|Building a scanner(or pattern matcher) from a CFG grammar? email@example.com (Georgios Petasis) (2004-12-16)|
|Re: Building a scanner(or pattern matcher) from a CFG grammar? firstname.lastname@example.org (Ira Baxter) (2004-12-17)|
|Re: Building a scanner(or pattern matcher) from a CFG grammar? email@example.com (Georgios Petasis) (2004-12-19)|
|Re: Building a scanner(or pattern matcher) from a CFG grammar? firstname.lastname@example.org (christopher diggins) (2004-12-19)|
|Re: Building a scanner(or pattern matcher) from a CFG grammar? email@example.com (christopher diggins) (2004-12-22)|
|From:||"Ira Baxter" <firstname.lastname@example.org>|
|Date:||17 Dec 2004 00:32:09 -0500|
|Posted-Date:||17 Dec 2004 00:32:09 EST|
"Georgios Petasis" <email@example.com> wrote
> I am trying to find software that can convert a CFG grammar into a
> scanner, for locating patterns in text. I don't want a full parse, but
> find patterns in free text (like for example lex-based scanner do),
> but with the pattern language being CFG instead of regular. Any ideas?
Well, if you want to use a CFG, then you can't avoid "parsing" in the
conventional sense of the word. There's an easy way to do this: build
a parser whose tokens are individual characters; then you can use
"YACC". This may be rather inefficient, but perhaps you don't care.
Eelco Visser did a lot of interesting work on "scannerless" parsers
that are driven by arbitrary CFGs. Google for "scannerless parsers".
Much of this work has been packaged up in "XT", which is an academic
program transformation tool; you can find this at.

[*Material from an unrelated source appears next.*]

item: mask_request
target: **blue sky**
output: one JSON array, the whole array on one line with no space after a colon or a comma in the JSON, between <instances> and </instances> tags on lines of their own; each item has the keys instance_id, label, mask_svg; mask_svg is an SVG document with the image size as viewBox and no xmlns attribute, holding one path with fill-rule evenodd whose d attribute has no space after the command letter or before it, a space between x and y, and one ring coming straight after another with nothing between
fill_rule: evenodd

http://catamaran.labs.cs.uu.nl/twiki/pt/bin/view/Tools/XT. You don't
have to use all the machinery; you could use just the parser generator
part. (I haven't used these tools personally, but I have great
respect for the people that built them).
Our experience is that when you have enough complexity to justify
parsing (as opposed to regular expressions), that the "text" you are
searching really does break into words, and so conventional lexing
techniques apply. This helps make the process efficient. We do
arbitrary pattern recognition on arbitrary structured text using
arbitrary CFGs with our DMS Software Reengineering Toolkit.
Can you describe why you don't want to have a lexer?